Why this Blog Exists

To make the case for expanding the Park Slope Historic District

Thursday, May 14, 2009

Louis Bonert: 6th Avenue & 2nd Street, 1896

In 1896, Park Slope builder Louis Bonert is issued a building permit for a row of four four-story, four-family buildings on the southeast corner of 6th Avenue and 2nd Street:

Brooklyn Daily Eagle, May 1, 1896, p. 13 ("Real Estate Market")

After building, as we have seen, a great many brick-faced apartment houses in previous years, Bonert here develops a handsome group of limestone-faced, bow-front apartment houses, in a new building style pioneered the previous year at the northwest corner of 6th Avenue and 3rd Street. But whereas previously he tested the market with only a single new building in this style, he here employs the new style to create an entire block of apartments:

6th Avenue & 2nd Street, southeast corner - unprotected

Note how his older style persists on the side elevation: as we have seen so many times previously, it is characterized by "fancy brick" with brownstone trim, arched windows at the top floor, and terra cotta spandrel panels beneath the windows.

The front facade, fully clad in stone with almost no ornament, is more austere, and more formal at the same time. Bonert here introduces the unusual window hoods that will become almost a kind of "signature" in his later buildings:

307-309 6th Avenue - detail

The row continues in the next two buildings:

611-613 6th Avenue - unprotected

The original permit was for the four buildings shown above. However, continuing down the block, it is clear that the entire block all the way to 3rd Street was developed by Bonert in the same style. The building facades are nearly identical with those above, with slight differences in the detailing of the windows and doorways:

615-617 6th Avenue - unprotected

319 6th Avenue - unprotected

With this new style of apartment house, Bonert dispenses with the inset Romanesque clustered columns employed beside the doorway in his earlier apartments, striking instead a more purely classical note:

317 6th Avenue - detail

The Brooklyn Eagle records that Bonert sold one of these apartment houses in 1899:

Brooklyn Daily Eagle, February 27, 1899, p. 14 ("Real Estate Market")

This more formal, stone-faced "flat house" will become Bonert's new standard housing style in the next few years in Park Slope.

2 comments:

J$ said...

the last building pictured (corner of 3rd st) always intrigues me due to the false windows facade covering the gap between it and the next building. i think it's a pretty unique feature in this area.

HDEC said...

Indeed, thanks for pointing out that feature.
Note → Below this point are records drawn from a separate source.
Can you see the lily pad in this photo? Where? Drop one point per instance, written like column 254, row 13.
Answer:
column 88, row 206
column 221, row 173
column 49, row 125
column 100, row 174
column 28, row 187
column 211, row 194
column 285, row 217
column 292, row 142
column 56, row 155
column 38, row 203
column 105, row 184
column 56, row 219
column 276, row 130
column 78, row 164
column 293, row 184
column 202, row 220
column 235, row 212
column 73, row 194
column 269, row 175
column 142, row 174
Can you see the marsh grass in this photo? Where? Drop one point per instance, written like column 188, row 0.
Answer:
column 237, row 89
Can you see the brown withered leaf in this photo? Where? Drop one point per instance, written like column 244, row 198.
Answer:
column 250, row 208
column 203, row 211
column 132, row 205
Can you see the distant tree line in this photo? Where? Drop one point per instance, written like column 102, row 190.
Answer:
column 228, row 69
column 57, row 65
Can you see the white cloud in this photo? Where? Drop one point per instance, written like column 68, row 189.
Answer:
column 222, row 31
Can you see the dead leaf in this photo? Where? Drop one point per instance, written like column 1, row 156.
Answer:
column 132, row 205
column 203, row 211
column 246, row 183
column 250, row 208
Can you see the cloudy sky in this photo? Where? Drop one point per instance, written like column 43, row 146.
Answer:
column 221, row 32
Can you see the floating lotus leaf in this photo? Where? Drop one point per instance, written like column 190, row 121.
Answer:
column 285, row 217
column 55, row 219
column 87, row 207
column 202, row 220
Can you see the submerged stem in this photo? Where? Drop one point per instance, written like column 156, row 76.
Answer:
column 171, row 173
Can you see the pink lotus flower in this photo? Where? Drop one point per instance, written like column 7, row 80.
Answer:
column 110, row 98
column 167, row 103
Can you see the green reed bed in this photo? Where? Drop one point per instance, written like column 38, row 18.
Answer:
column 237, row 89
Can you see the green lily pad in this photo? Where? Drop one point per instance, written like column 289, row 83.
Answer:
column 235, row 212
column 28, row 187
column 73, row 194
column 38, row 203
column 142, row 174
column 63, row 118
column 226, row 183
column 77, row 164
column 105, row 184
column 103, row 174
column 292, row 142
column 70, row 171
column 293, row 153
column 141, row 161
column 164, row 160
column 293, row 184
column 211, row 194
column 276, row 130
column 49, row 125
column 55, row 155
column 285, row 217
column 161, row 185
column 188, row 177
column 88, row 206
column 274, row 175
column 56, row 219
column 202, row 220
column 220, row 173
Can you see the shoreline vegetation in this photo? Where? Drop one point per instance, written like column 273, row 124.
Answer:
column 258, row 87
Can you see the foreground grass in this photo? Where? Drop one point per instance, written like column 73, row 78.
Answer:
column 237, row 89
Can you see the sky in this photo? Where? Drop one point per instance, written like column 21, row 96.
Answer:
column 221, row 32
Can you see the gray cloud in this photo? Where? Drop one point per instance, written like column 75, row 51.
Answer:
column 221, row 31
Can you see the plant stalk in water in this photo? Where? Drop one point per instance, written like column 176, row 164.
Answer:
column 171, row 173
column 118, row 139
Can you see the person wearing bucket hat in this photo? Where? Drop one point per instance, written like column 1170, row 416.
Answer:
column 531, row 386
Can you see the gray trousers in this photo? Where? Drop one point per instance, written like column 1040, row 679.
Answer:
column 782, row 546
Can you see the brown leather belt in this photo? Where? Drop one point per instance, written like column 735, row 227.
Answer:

I had thought of mentioning it, but frankly I'm not sure why that gap is there. Probably has something to do with building codes, and the minimum amount of light and air required for the rooms in the corner building.

I do think the feature reflects the care that Bonert lavished on his buildings... he didn't just leave a gap. He dressed it up a little with the false facade, bridging the gap between the two buildings.